プロへの扉をこじ開けるために…NIKE MOST WANTED“日本代表”が最終調整

写真拡大

「世界仕様」の心と体を手にするために取り組んだ約1カ月間のトレーニングも、最後の仕上げ段階に入った。「NIKE MOST WANTED」の“日本代表”となったMF白川恵士朗(無所属)とMF西尾翼(東海大学)が19日、「NIKE ACADEMY TOKYO」のトレーニングセッションに参加した。

「NIKE MOST WANTED」とは、若き才能を発掘することを目的とした世界規模のスカウトプロジェクト。「ジャパンファイナル」を勝ち抜いた両選手は、25日からイングランドのセント・ジョージズ・パークで行われる「グローバルファイナル」に日本代表として挑戦する。

 本番に臨む準備はできた。日本代表に選出されて以降、2人は大儀見浩介氏のメンタルトレーニングや鈴木友規氏のフィジカルトレーニングを受け、さらには鹿島アントラーズの練習にも参加。世界で戦うための強化トレーニングを続けてきた。この日参加した「NIKE ACADEMY」のトレーニングではゲーム形式の練習をこなし、コンディションの良さをアピール。仕上がりは上々のようだ。
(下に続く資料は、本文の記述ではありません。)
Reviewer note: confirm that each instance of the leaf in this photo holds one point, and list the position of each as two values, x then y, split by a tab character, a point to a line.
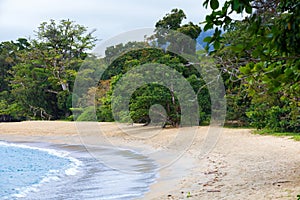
217	44
207	39
249	9
214	4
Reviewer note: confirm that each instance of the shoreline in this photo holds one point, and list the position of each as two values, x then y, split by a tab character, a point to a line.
241	165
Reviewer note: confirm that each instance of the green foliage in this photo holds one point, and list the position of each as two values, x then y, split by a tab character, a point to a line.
259	56
38	75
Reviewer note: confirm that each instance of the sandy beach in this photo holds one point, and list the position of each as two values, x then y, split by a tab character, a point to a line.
238	165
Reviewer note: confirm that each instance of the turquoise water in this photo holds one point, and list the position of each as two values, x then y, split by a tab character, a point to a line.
69	172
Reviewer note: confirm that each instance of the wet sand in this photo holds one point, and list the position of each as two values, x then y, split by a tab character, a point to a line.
239	166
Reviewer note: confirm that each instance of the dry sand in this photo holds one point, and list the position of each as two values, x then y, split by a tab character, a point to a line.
240	166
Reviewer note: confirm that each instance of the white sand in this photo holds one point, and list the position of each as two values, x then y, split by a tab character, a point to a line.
240	166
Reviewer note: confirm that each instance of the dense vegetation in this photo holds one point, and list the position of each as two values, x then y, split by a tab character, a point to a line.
258	58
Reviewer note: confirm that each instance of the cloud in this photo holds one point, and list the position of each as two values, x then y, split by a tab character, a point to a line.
20	18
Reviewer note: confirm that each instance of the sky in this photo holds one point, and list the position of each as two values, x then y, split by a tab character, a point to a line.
20	18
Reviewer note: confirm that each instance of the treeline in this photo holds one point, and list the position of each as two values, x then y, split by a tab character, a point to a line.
258	59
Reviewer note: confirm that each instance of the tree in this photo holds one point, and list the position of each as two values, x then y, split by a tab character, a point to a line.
261	52
42	81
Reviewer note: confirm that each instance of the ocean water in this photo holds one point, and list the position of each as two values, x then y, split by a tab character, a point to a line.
44	171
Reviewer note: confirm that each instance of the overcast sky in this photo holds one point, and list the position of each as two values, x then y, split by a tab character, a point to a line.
19	18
 練習後、2人の口からは「あっちでは」という言葉が何度も飛び出した。彼らのイメージはすでに“世界”だ。ゲーム中、特に意識していたのは周囲とのコミュニケーションだったという。西尾が「初めてプレーする人たちと、どうやってコミュニケーションを取るか。海外に行ったら言葉の壁もあるので、その辺を考えながらプレーしました」と語れば、白川もまた「やっぱり知らない人といきなりサッカーをするのはむずかしい。でも、向こうでも同じような環境だと思う」と話す。

 “特別強化プログラム”をやり終えた2人は「世界仕様」の心と体だけではなく、「自信」も手に入れたはずだ。これまで指導してきた鈴木コーチも期待を寄せる。「個人差はあるけれど、コンディションは確実に上がってきている。彼らの将来にも生かされるように、トレーニングの意味を一つひとつ伝えてきたつもりです。イングランドでも『このことを言っていたのか!』と気付いてくれたらうれしい。日本でいい報告を待っています」。

 25日から行われる「グローバルファイナル」を勝ち抜くと「NIKE ACADEMY」に入る資格が与えられ、世界最高峰のトレーニング環境で指導を受けるチャンスを得られる。世界を見据えて過ごしたこの1カ月で、「プロになりたい」という願望は、「プロになる」という強い覚悟に変わった。19歳の“日本代表”がどんな結果を残すのか。期待は膨らむばかりだ。